10 Mart 2012 Cumartesi

- MeneS ?
- Efendim Enes?
- Azizim hiç konuşturmaz, hal hatır sormaz oldun bana. İnsan hiç mi merak etmez can yoldaşım nerede diye?
- Ama klavyeden yazmadığım için zor oluyor seni konuşturmak. Hani kalın harfleri yaz filan. Ne olur kusura bakma.
- MeneS, ben affetsem aşk affetmez, anlıyor musun?
- Senin kafan sanal nargileyle mi dolu?
- Benim kafam yalnızlıkla dolu. Bir ben var benden içeri, hiç bakma hemen kaçar geri...
- Yunus Emre'den çakma alıntılarla bu iş yürümez.
- O zaman yürütelim bu işi.
- Hadi bakalım yürütelim.
- Ne yapıyoruz biz MeneS?
- Tembel hayvanlar iş yapmaya kalkıştığında ortaya nasıl bir şey çıkıyorsa, biz de onu yapıyoruz ve ortaya çıkan iş çok benziyor onların yaptığına.
- Senin hayvan benzetmelerini yerim ben.
- Sanal varlıklar ile pek flört etmiyorum kusura bakma.
- Boş boş konuşacağımıza bir konu bulalım.
- Mesela mesela, yaşlı insanları konuşalım?
- Nasıl yani?
- Hani mecliste insanlar var ya, yaş sınırları var hatta. Sence doğru bir şey mi o kadar yaşlı insanların oralarda olması?
- Ama görmüş geçirmişler, hayat tecrübeleri var. En azından bir genç kadar gaza gelmiyorlar, ateşli değiller.
- Tabi ki bunlar doğru. Ama bir keçi kadar inatçı olabileceklerini ve bir kütükten daha çok esnekliğe sahip olmayan fikirleri olduğu aşikar değil mi? Yani önündeki seçenek daha iyi olsa bile, ideolojik olarak uygun olmadığı veya desteklemediği biri tarafından yapıldığı için keçilik yapıyor.
- Bunu gençler de yapmaz mı peki? Onlar da önündeki durumda kendi siyasi görüşü hangi taraftaysa onu savunmaz mı? Kim der ki : tamam benim seçimim yanlışmış.
- Bu konuda da haklısın. Ama, yaşlılar bu konuda daha güvenilmez geliyor bana. 60 yaşına basmış, yolun 6/7'sini tamamlamış bir insanoğlunun fikirleri, sence ne kadar oynayabilir ve değişebilir?
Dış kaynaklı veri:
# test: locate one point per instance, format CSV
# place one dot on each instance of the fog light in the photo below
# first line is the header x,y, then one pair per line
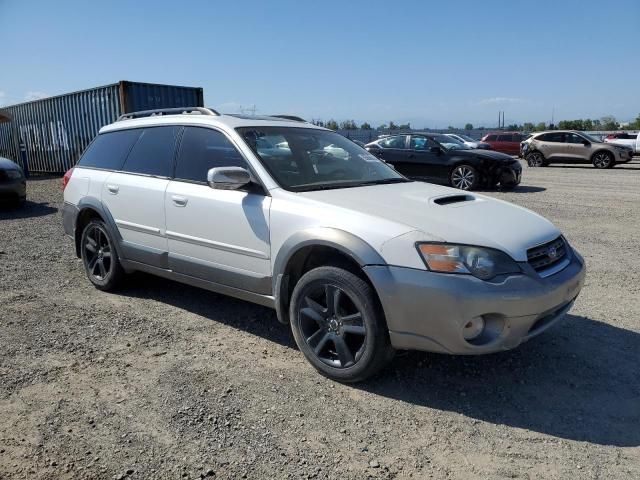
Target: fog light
x,y
473,328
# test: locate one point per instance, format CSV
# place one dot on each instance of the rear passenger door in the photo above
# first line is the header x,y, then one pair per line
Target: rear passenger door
x,y
221,236
135,195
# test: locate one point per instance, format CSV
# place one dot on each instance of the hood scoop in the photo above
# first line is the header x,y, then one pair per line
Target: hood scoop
x,y
450,199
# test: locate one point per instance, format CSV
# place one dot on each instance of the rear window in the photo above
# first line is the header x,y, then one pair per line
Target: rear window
x,y
153,152
109,150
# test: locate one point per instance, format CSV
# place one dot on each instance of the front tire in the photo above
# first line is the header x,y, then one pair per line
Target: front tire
x,y
603,160
338,325
464,177
99,256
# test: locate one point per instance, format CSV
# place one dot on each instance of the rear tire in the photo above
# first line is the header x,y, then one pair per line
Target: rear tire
x,y
338,325
603,160
99,256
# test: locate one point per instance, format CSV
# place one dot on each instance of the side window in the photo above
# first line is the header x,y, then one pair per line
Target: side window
x,y
109,149
555,137
204,148
153,152
419,143
397,141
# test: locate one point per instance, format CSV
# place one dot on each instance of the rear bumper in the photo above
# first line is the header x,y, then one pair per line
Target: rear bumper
x,y
427,310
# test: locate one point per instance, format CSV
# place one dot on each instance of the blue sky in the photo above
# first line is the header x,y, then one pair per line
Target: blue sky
x,y
431,63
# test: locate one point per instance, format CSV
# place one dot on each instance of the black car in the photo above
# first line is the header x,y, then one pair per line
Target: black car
x,y
13,186
442,159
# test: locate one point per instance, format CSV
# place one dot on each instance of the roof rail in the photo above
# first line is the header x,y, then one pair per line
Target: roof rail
x,y
290,117
168,111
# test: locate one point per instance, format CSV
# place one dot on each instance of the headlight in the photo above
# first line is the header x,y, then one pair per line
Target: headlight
x,y
483,263
14,174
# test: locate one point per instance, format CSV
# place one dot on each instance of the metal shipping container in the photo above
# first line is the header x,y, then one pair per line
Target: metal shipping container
x,y
56,130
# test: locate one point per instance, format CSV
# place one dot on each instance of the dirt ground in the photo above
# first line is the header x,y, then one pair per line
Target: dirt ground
x,y
161,380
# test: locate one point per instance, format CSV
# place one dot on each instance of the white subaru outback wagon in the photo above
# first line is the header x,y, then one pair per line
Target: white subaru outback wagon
x,y
357,259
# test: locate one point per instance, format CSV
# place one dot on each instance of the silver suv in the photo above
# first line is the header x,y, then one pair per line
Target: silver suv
x,y
568,146
355,258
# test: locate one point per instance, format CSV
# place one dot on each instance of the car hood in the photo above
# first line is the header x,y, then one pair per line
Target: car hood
x,y
490,154
479,220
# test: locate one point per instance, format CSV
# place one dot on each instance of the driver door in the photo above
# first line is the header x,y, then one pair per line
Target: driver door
x,y
221,236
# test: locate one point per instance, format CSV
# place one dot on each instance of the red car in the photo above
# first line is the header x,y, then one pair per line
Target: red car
x,y
505,142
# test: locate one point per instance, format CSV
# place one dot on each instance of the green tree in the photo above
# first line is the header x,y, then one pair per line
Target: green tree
x,y
332,125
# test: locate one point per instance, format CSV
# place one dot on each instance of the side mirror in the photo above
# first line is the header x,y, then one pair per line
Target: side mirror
x,y
228,178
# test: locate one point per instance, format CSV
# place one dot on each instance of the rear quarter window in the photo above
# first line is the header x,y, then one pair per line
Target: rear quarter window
x,y
108,150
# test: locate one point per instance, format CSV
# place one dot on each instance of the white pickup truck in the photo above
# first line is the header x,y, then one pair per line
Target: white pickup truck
x,y
628,139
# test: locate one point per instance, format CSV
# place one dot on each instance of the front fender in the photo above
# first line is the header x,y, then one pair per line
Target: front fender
x,y
349,244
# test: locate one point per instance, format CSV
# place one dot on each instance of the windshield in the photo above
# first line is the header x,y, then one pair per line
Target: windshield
x,y
304,159
450,143
466,138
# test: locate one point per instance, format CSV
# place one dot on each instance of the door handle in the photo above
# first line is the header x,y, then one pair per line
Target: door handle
x,y
179,201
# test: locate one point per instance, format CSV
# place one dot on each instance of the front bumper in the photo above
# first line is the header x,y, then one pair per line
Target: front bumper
x,y
427,310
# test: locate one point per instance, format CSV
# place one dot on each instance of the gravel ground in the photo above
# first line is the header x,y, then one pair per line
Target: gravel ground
x,y
162,380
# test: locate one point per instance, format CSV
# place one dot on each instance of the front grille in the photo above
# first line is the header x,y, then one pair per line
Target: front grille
x,y
548,255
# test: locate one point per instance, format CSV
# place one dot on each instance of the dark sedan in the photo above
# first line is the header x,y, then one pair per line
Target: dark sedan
x,y
441,159
13,186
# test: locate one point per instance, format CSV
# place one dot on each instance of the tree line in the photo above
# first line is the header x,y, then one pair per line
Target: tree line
x,y
604,123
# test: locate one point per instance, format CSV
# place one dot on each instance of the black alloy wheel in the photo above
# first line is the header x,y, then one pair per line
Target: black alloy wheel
x,y
464,177
99,256
332,326
338,324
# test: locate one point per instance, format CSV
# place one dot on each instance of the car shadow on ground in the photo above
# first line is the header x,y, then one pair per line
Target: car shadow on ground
x,y
619,166
238,314
578,381
28,210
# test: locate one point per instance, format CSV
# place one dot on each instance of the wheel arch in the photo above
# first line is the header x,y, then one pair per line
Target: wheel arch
x,y
88,209
315,247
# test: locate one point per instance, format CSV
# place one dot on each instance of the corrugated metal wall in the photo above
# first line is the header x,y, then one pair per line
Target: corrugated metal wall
x,y
56,130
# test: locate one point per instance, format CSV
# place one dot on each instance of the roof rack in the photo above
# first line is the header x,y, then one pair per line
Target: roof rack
x,y
290,117
168,111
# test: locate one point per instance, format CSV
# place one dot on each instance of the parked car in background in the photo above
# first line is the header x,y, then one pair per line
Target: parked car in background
x,y
505,142
468,141
13,185
631,140
443,159
568,146
352,256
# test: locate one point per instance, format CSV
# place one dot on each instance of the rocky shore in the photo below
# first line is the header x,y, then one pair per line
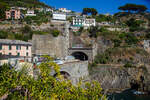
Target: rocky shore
x,y
118,79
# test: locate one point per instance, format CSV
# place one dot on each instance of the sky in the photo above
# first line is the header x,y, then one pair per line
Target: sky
x,y
103,6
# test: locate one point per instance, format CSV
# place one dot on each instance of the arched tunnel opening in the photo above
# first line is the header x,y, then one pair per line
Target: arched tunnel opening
x,y
64,74
80,55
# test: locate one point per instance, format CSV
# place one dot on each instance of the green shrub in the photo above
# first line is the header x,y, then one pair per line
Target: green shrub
x,y
55,33
117,42
128,65
26,29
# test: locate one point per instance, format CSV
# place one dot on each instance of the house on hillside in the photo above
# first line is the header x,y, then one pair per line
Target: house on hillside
x,y
64,10
13,13
82,21
15,48
59,16
30,13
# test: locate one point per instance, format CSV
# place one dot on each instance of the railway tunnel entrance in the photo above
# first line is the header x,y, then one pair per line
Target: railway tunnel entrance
x,y
80,55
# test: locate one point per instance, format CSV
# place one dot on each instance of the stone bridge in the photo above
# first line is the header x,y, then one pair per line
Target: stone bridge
x,y
73,71
84,53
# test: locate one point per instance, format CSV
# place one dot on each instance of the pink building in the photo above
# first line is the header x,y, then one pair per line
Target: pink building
x,y
15,48
13,14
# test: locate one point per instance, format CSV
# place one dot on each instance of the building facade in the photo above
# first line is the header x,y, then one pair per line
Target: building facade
x,y
80,21
15,48
64,10
13,14
59,16
30,13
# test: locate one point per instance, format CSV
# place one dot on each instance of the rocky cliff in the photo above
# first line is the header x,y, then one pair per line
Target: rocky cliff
x,y
121,78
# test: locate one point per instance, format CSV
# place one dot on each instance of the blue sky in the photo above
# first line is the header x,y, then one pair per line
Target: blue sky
x,y
103,6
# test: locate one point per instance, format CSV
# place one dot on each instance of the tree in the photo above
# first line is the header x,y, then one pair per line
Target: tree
x,y
3,7
17,85
133,7
91,11
55,33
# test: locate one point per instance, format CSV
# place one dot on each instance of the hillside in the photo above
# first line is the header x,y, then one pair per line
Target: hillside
x,y
24,3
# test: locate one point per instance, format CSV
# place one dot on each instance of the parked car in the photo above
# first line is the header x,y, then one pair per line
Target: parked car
x,y
70,58
58,61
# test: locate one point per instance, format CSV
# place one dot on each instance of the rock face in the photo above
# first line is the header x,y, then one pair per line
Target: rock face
x,y
119,78
49,45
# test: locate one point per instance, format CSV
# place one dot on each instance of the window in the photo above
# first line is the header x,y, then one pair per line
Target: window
x,y
18,54
18,47
27,54
9,54
27,47
0,47
9,47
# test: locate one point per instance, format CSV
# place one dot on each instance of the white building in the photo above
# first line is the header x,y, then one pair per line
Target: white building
x,y
30,13
83,21
64,10
59,16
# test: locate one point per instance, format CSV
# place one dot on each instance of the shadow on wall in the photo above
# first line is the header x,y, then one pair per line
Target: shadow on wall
x,y
80,55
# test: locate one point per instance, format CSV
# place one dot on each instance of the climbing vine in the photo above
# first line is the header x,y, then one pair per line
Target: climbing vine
x,y
17,85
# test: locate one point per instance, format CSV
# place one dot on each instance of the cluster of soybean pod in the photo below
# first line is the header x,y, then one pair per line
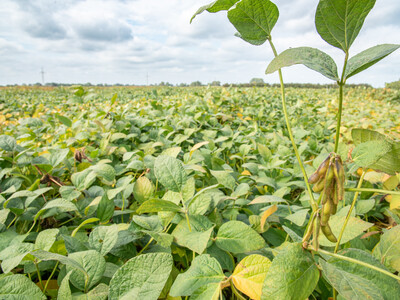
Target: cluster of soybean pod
x,y
329,179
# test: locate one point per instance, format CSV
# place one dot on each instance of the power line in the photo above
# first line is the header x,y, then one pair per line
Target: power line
x,y
42,72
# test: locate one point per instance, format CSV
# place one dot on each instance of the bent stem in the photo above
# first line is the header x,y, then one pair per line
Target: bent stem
x,y
355,261
372,191
349,213
289,128
339,114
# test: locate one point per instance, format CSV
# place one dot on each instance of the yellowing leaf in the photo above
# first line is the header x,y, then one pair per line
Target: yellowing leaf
x,y
247,173
266,214
197,146
249,275
394,201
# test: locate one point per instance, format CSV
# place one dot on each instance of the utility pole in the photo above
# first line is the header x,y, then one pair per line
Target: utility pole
x,y
42,72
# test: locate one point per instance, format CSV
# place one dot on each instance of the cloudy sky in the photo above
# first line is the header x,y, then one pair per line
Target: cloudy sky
x,y
121,41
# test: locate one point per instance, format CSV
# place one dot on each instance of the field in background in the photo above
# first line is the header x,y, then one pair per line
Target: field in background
x,y
76,160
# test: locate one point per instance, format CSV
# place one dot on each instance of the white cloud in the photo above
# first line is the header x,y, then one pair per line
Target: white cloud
x,y
121,41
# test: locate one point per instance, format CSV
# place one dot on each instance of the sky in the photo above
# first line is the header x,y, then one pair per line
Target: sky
x,y
140,41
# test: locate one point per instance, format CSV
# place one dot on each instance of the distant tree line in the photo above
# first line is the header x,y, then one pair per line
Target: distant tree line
x,y
255,82
393,85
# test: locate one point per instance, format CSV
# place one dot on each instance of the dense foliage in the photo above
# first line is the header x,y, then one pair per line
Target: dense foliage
x,y
139,193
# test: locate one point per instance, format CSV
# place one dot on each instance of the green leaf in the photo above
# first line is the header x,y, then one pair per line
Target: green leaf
x,y
45,256
368,153
69,192
103,238
60,204
105,209
224,178
310,57
348,285
8,143
143,189
254,20
207,292
100,292
367,58
64,120
196,239
338,22
214,7
292,275
142,277
46,239
83,180
354,228
390,162
163,239
388,249
170,172
388,287
19,287
58,156
13,255
237,237
93,263
299,217
105,172
156,205
249,275
203,272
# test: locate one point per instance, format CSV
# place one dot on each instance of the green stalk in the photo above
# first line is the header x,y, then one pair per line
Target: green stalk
x,y
372,191
350,210
356,261
51,275
236,292
289,128
339,114
39,277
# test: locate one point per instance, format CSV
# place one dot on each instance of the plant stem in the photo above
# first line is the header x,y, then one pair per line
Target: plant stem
x,y
12,221
339,114
236,293
39,277
372,191
356,261
289,128
145,247
187,219
350,210
51,275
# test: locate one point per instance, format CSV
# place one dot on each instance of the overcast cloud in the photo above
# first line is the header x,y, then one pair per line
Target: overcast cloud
x,y
121,41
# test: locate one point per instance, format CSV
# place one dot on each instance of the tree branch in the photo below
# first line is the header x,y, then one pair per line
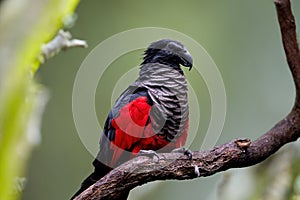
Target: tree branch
x,y
235,154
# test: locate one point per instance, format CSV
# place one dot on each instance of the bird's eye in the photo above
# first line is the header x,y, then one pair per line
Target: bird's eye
x,y
174,47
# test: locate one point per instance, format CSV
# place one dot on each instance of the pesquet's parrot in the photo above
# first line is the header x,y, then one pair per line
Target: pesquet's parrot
x,y
151,114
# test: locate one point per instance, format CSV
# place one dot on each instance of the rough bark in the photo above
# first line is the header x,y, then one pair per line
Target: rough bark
x,y
235,154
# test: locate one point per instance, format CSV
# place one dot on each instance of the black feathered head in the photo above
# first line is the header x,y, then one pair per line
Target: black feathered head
x,y
169,52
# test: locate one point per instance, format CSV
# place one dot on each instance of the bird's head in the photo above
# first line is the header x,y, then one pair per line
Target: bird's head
x,y
169,52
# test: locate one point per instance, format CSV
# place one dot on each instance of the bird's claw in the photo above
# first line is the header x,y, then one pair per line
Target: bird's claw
x,y
149,153
185,152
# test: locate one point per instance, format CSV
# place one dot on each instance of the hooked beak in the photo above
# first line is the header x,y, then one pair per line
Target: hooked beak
x,y
187,59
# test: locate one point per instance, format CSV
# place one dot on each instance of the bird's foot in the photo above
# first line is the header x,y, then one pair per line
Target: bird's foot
x,y
149,153
185,152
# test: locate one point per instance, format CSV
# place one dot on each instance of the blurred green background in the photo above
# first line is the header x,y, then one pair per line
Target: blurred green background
x,y
243,39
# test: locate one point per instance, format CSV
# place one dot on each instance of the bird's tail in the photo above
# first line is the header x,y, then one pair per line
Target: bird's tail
x,y
100,171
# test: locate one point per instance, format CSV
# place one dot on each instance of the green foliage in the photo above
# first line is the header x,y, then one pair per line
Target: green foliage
x,y
19,93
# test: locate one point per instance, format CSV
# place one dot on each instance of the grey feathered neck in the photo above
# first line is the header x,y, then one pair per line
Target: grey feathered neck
x,y
168,89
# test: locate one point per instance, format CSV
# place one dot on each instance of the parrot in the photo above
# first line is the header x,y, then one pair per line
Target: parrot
x,y
152,114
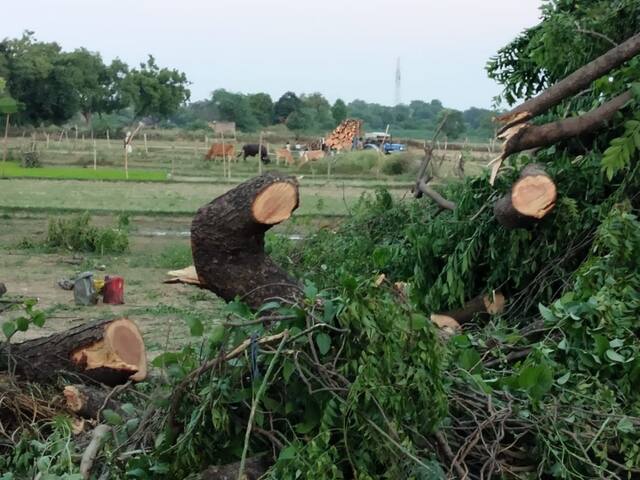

Ben sana hayal etmende yardım edeyim ; Apple ürünleri çıkmadan önce mağaza önündeki kuyruklar kadar ilerler ve biliyor musun o ürünler çıkmadan önce o sıra ne kadar ilerliyor? Tabi, karmaşık matematik hesaplamaları ve kozmik fizik yardımıyla anlaşılabileceği gibi HİÇ ilerlemiyor.
- Öyle ama, öyle işte. Sen siyasetten haz etmiyorsun galiba pek?
- Kesinlikle. Özellikle maşa gibi kullanılmaktan. Peki ne için? Kimse gerçekten vatana hizmet etmek istiyor mu? Ortada "güç" denen kavram varken, neden kimse Ahmet Amcanın hayrını düşünsün? Bir yanda Atatürk'e tapan insanlar -ki eminim ki Mustafa Kemal bugün onları görse lider olduğuna olacağına pişman olurdu- öteki yanda da şimdiki hükümete yapanlar, sonra da bir de aradakiler var. Onlar da bulur tapacak bir şey, eskisi gidip yenisi gelene kadar. Dikkat çekici nokta ne biliyor musun, üstelik bir o kadar çarpıcı? "Tapıcı" sınıfındaki çoğu insanın "Kuzey Kore" deyince kahkahayı basması.
- Sen?
- Ben nötrüm. İlgilenmiyorum siyaset ile. Bunlar geçmiş deneyimlerimden topladığım düşünceler. Siyaset ile ilgilenmemek gündemi takip etmemekse, varsın gündemi takip etmiyorum. Benim gündemim ayrı. Çok ayrı.
- Aaa , hani ilk yazılarında belirtmiştin , "İstiklal'de mikrofon uzatılınca bir şey bilmeyen genç" diye.
- Evet işte, o genç benim ve çok mutluyum bu yüzden.